Ее тело представляло собой восхитительное сочетание гармонии и мягкости форм. Джизусу хотелось слиться с этим телом воедино и забыться навсегда. Он прижал Мари к себе и ощутил, как ее пальцы торопливо раздевают и его. Он поднял ее на руки, и она обвила его ногами вокруг талии. Его плоть была раскалена от желания, но он старался сдерживать себя, чтобы позволить Мари полностью насладиться. Но она сама торопила миг слияния.
Джизус отнес ее на кровать и, нашептывая ласковые слова, снова принялся за свою сладкую работу. Он следил за тем, как изменяется выражение ее лица, пока он осторожными и утонченными ласками давал ей возможность испытать наслаждение от постепенного и мучительно медленного восхождения к вершинам чувственного удовольствия. Когда она достигла пика наслаждения, он сделал это вместе с ней. Мари в экстазе выкрикнула его имя. Он прижал ее к себе и почувствовал, как сильно бьется ее сердце. Потом они лежали рядом и отдыхали, крепко обняв друг друга.
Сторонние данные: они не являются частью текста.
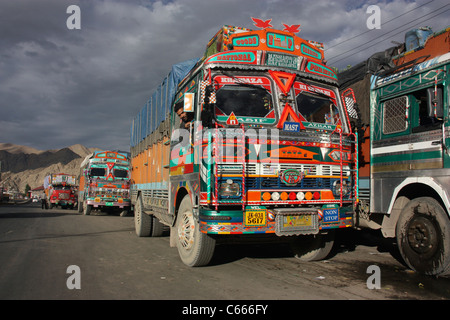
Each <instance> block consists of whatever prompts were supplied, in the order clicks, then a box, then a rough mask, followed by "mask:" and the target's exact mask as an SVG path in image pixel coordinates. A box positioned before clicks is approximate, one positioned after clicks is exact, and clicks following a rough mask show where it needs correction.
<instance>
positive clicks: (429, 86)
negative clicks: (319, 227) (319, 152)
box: [339, 27, 450, 275]
mask: <svg viewBox="0 0 450 320" xmlns="http://www.w3.org/2000/svg"><path fill="white" fill-rule="evenodd" d="M449 39H450V28H446V29H444V30H442V31H440V32H436V33H433V32H432V30H431V29H430V28H427V27H424V28H419V29H415V30H411V31H409V32H408V33H406V35H405V43H403V44H401V45H399V46H395V47H392V48H389V49H387V50H385V51H382V52H379V53H376V54H374V55H373V56H372V57H370V58H369V59H368V60H367V61H363V62H361V63H360V64H358V65H356V66H354V67H353V68H351V69H349V70H346V71H345V72H342V73H340V74H339V80H340V82H341V85H342V88H343V89H345V88H353V90H354V93H355V95H356V100H357V101H358V105H359V108H358V109H359V117H355V119H352V122H354V123H355V124H356V126H357V127H358V129H357V130H360V132H361V134H360V135H359V138H360V148H359V150H360V157H359V164H360V168H359V182H360V184H359V199H360V201H359V203H358V206H357V212H356V213H357V216H356V221H355V224H356V226H358V227H365V228H372V229H379V230H381V232H382V234H383V235H384V236H385V237H388V238H396V241H397V244H398V248H399V251H400V253H401V256H402V258H403V260H404V261H405V263H406V264H407V265H408V266H409V267H410V268H411V269H413V270H415V271H417V272H421V273H425V274H428V275H445V274H449V273H450V220H449V212H450V194H449V190H450V151H449V146H450V120H449V112H450V109H449V101H450V88H449V70H450V42H449Z"/></svg>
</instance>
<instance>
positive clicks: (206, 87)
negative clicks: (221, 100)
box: [201, 85, 215, 128]
mask: <svg viewBox="0 0 450 320" xmlns="http://www.w3.org/2000/svg"><path fill="white" fill-rule="evenodd" d="M214 94H215V92H214V88H213V86H212V85H209V86H207V87H206V88H205V102H204V104H203V110H202V114H201V121H202V126H203V127H205V128H211V127H212V124H213V119H214V105H215V103H212V102H211V100H214V99H211V98H212V97H213V96H214Z"/></svg>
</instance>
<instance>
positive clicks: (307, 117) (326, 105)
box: [296, 93, 339, 124]
mask: <svg viewBox="0 0 450 320" xmlns="http://www.w3.org/2000/svg"><path fill="white" fill-rule="evenodd" d="M296 100H297V106H298V110H299V112H300V114H301V115H302V116H303V118H305V119H306V121H309V122H319V123H326V124H338V122H339V111H338V109H337V107H336V106H335V105H334V103H333V101H331V99H330V98H326V97H321V96H318V95H315V94H309V93H301V94H299V95H298V96H297V99H296Z"/></svg>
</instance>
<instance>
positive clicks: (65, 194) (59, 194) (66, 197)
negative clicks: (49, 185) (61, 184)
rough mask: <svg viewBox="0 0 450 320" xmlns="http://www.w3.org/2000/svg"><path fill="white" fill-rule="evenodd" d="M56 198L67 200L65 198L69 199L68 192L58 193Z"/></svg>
mask: <svg viewBox="0 0 450 320" xmlns="http://www.w3.org/2000/svg"><path fill="white" fill-rule="evenodd" d="M58 199H59V200H67V199H69V194H68V193H59V194H58Z"/></svg>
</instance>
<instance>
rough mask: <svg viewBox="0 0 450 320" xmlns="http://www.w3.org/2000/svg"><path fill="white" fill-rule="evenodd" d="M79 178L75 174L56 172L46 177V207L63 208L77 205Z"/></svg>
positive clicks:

Позже, почувствовав, что она зашевелилась, он неохотно выпустил Мари из объятий.
— Ты уже проснулся? — прошептала она.
Джизус не стал разубеждать ее.
— Только что, — сказал он и приподнялся, чтобы нежно поцеловать Мари.
— Ты все еще хочешь поговорить?
— Нет, но это необходимо. Ты простила меня, я знаю. Но я хочу, чтобы ты поняла, чем я руководствовался, разговаривая с твоим отцом.
— Ты боялся.
Он вздохнул.
— Тебе очень трудно примириться даже с самим собой, Джис. У тебя такие высокие идеалы, всегда и для всех ты хочешь быть самым правильным, самым справедливым. В тебе все еще живет прежний священник. Тебе было трудно смириться с тем, что ты сам нуждаешься в чем-то. Мне кажется, что ты боялся меня, потому что я понимала это.